从 20 世纪 70 年代开始,军事理论家们开始预测,高精度常规武器与先进传感器网络的结合将彻底改变未来战争的特点,使快速精确的攻击能够迅速压倒对手,为取得决定性的军事胜利创造机会。几十年后的今天,这一愿景的重要部分似乎已经实现;越来越精确的常规武器和大型传感器网络使美国等大国能够在快速军事行动中战胜武器装备较差的对手,如伊拉克、塞尔维亚、阿富汗和利比亚。尽管大多数人都承认,这些军事胜利的政治结果远没有那么具有决定性,但许多分析家仍然预测,未来精确常规武器将继续推动更具决定性的常规战争,让采用并最好地利用这种武器的一方战胜对手。

美国精确武器在战场上取得的巨大成功是不可否认的,但它们并不能为未来的精确武器冲突提供特别好的指导。美国的成功反映了不成熟的精确军事革命,在这场革命中,美国享有拥有此类武器的巨大优势,而对手却没有。然而,随着我们深入 21 世纪,精确常规革命的早期阶段正迅速让位于更加成熟的阶段,在这一阶段中,此类武器的扩散和广泛采用将出现与美国早期军事成功基本无关的新动态。未来大国之间的战争很可能会趋向于时间更长、旷日持久的冲突,因为超级大国会寻求在不升级到核战争的情况下胁迫对方。大量的精确常规武器非但不会缓解这种困境,反而可能会加剧常规军事僵局,双方都会削弱对方的力量投射能力。今天,我们很可能正在乌克兰看到这种僵持冲突的一个版本。

在探索精确制导战争的未来时,军事分析家们最好考虑一下以往军事革命的历史模式,在这些革命中,早期采用者的最初主导地位经常让位于能力扩散的成熟制衡。以往的此类革命起初似乎为长期存在的军事困境提供了独特的技术解决方案,但随着这些技术被更广泛地采用,作战人员一再重新认识到,在战胜拥有类似武装的对手时,在制造大规模武器和投射力量方面的基本军事优势与以往一样重要。美国与其为追求神话般的精确 "银弹 "而削弱其整体兵力,不如考虑如何使精确打击武器最好地支持所需的平衡兵力,以威慑未来的短期或长期常规战争,并在必要时取得胜利。

军事革命,过去和现在

几个世纪以来,新技术周期性地以戏剧性的方式改变着战争的特征,这一过程通常被称为军事革命。长期以来,历史学家一直在研究新兴技术对战争的影响,而以政策为导向的军事革命研究则起源较晚。20 世纪 70 年代,美国军事改革者在反思国家最近在越南的失败后,开始实施提高美国常规兵力杀伤力和反应能力的计划,更加强调利用由先进传感器精确制导的弹药在战场上扰乱和击败对手。几十年来,各国军队一直在努力提高武器的精确度,而美国军事改革者则首先通过 "突击突破 "等计划和 "空地作战 "等新条令发展,系统地寻求利用精确武器和网络化传感器的优势。到 20 世纪 70 年代末,苏联元帅尼古拉-奥加尔科夫(Nikolay V. Ogarkov)用划时代的语言将美国的军事改革描述为一场军事技术革命,这场革命不仅将改变欧洲常规兵力的平衡,还将从根本上重塑未来战争的特征,使技术优势的作战者能够迅速、果断地解除对手的武装并击败对手。

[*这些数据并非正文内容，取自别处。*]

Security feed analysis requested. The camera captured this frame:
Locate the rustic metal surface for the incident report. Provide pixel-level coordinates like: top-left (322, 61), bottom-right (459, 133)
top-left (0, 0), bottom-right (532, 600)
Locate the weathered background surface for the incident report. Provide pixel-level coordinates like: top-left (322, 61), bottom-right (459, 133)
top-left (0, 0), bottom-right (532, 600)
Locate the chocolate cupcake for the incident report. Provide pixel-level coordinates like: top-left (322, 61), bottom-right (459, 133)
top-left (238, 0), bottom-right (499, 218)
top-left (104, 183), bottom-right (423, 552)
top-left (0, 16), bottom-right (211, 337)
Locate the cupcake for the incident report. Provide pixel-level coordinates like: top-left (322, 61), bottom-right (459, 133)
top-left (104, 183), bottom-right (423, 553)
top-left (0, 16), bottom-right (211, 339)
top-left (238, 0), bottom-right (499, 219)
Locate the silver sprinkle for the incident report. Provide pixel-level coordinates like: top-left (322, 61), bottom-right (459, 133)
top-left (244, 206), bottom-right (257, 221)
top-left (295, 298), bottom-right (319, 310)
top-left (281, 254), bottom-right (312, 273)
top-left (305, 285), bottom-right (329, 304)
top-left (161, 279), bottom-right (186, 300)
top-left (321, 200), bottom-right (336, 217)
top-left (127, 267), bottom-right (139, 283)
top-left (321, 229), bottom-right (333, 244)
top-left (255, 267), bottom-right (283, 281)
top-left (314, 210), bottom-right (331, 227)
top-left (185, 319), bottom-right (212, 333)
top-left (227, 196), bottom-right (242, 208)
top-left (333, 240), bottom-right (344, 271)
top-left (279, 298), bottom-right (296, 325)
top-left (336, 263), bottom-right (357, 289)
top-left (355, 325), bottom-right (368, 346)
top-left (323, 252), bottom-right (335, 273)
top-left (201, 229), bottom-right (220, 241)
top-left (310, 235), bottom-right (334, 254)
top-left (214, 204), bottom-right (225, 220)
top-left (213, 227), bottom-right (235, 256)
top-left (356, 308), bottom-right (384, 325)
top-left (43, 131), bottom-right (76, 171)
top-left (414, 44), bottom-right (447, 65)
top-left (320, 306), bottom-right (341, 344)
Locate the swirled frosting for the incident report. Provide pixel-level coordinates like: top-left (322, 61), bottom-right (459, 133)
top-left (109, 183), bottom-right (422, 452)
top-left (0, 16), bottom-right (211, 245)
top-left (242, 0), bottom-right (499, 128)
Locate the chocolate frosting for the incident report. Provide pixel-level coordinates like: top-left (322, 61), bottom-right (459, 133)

伊拉克军队在 1991 年的 "沙漠风暴 "行动中被迅速摧毁,表明苏联对军事革命的这种预测很可能是有先见之明的。就在苏联解体的同时,美国的战略家们也在借鉴奥加尔科夫的理论来探索军事技术发展的未来,以求对新出现的安全环境有所了解。到 20 世纪 90 年代中期,军事技术革命或军事事务革命(RMA)的概念已成为美国国防政策分析的主要内容。从那时起,通过精确制导武器、先进传感器和网络化指挥控制(C2)能力的结合来追求决定性的军事优势,推动了美国的许多军事创新和条令。

然而,1991 年波斯湾战争后,美国并非唯一对精确制导 RMA 的可能性印象深刻的国家。虽然美国战略家们试图扩大他们在海湾战争中获得的优势,但俄罗斯等的理论家们却集中研究先进精确制导武器的效用。将传感器、网络和远程精确火力结合起来,建立了一个反介入/区域封锁系统,以威慑美军,并在必要时阻止美军在周边集结以发动决定性攻击。当代战略家们撰文指出,有必要效仿美国在使用精确制导武器方面的成功经验,破坏对手的军事系统,迅速取得决定性胜利。俄罗斯军事思想家也认识到远程精确火力和先进的电子战与网络战能力对威慑和破坏北约沿其边境干预的重要性,尽管在乌克兰的糟糕表现让人怀疑俄罗斯军方对这种能力的追求有多有效。尽管如此,考虑重返战略竞争的美国战略家们面对的对手在广泛的技术能力、作战概念和制胜理论上都有相似之处。

精确打击军事革命已进入托马斯-马亨肯(Thomas G. Mahnken)所说的 "成熟阶段"。在这一阶段,早期创新在国际体系中扩散,并被大规模复制。重要的是,军事革命的成熟往往与早期采用者迅速丧失优势有关。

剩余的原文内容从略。